Hey, I was going to do that!!!!


----------



## badabing1512 (Aug 28, 2008)

terrapro;814570 said:


> All the numbers you come across on plow site WRITE them down and tape them to the wall.


Didnt see that you threw those numbers down earlier, we bid everything at 20lbs per 1000sf as well


----------



## sectlandscaping (Sep 7, 2009)

Mark Oomkes;814580 said:


> And there is LESS competition?


Then landscaping? Yes. In New England we have a long spring and fall. Lawn maintenance is a dime a dozen.
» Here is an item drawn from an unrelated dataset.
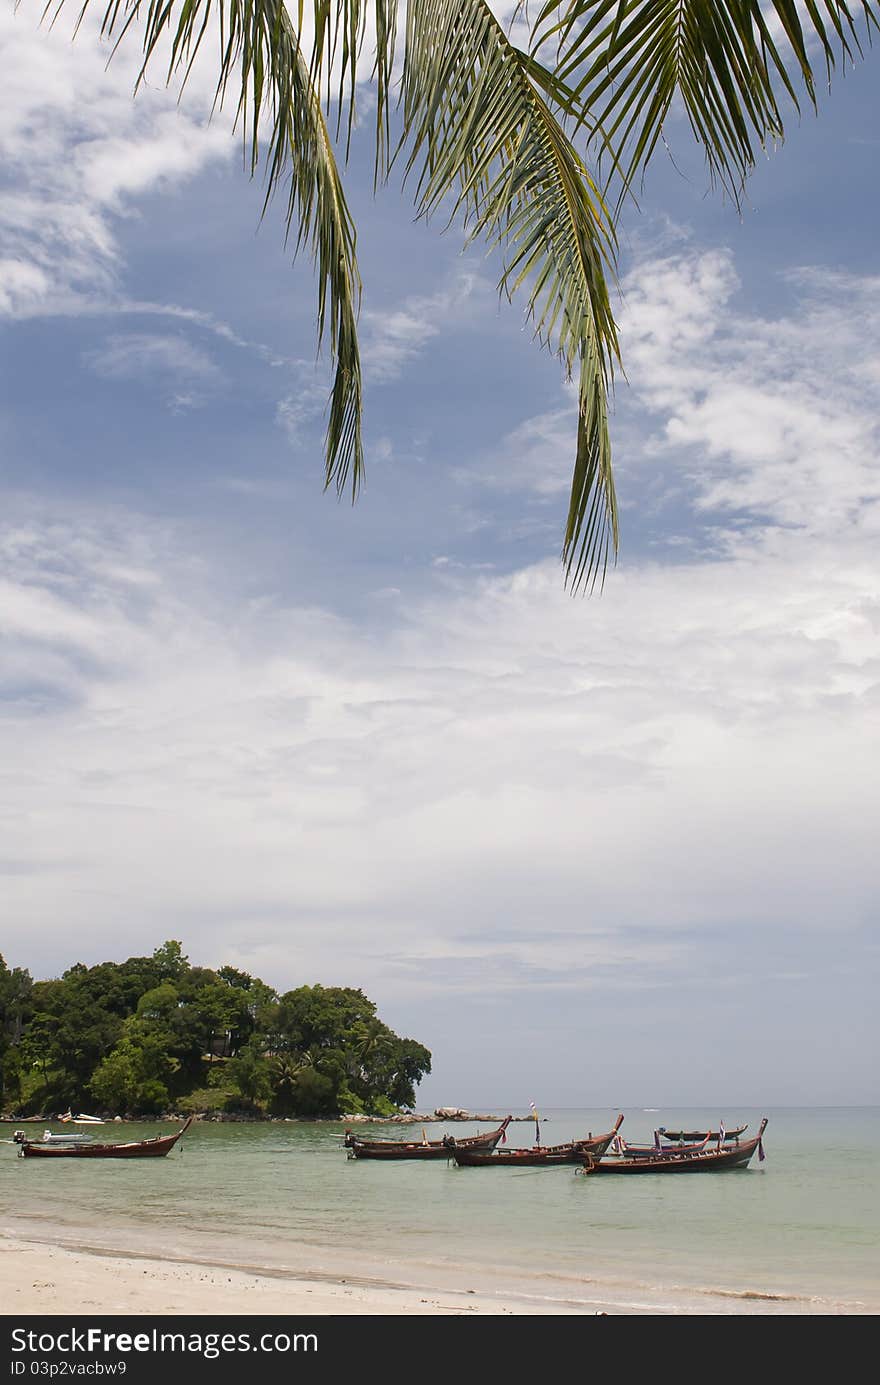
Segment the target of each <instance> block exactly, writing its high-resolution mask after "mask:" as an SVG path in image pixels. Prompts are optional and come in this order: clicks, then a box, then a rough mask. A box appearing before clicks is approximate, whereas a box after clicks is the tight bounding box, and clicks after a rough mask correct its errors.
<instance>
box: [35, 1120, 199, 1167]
mask: <svg viewBox="0 0 880 1385" xmlns="http://www.w3.org/2000/svg"><path fill="white" fill-rule="evenodd" d="M193 1119H194V1118H193V1116H188V1118H187V1120H184V1123H183V1125H182V1126H180V1129H179V1130H176V1132H175V1134H162V1136H159V1134H158V1136H154V1138H152V1140H129V1141H126V1143H122V1144H69V1145H61V1144H49V1143H46V1144H43V1143H42V1141H40V1143H37V1141H25V1143H24V1144H22V1145H21V1147H19V1151H18V1154H19V1158H22V1159H161V1158H164V1156H165V1155H166V1154H169V1152H170V1151H172V1150H173V1148H175V1145H176V1144H177V1140H179V1138H180V1136H182V1134H183V1133H184V1130H187V1129H188V1127H190V1126H191V1123H193Z"/></svg>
I worked for three companies none provided snow removal beyond what could be done with a lawn tractor and blower.


Mark Oomkes;814580 said:


> And you're adding an hour for your inexperience?


I shouldnt allocate extra time? 


> My thought's are Two trucks, 2 1/2 to 3 hours for a 1-4" storm





> > Hopefully taking 1.5, but billing per-time at "two trucks 2.5-3hrs".


I think 2 1/2 is fair. Thats


> Hour, hour and a half max. One truck. 1-4"





> One truck should have that under control in a couple hours.


Plus 1
I wouldnt want tp set the table to low. If someone else can charge 1 hour and can do it while making a profit. More power to them. Ill take my chances with a slightly hire bid.


Mark Oomkes;814580 said:


> And you don't know what type of plow is most efficient?


I never used a wing and only seen them on DOT trucks. When I subbed I had a straight plow and did 15k ft parking lots. I did research it myself since no answer was provided. The vees seem more efficient and better at maneuvering piles at the expense of weight.


----------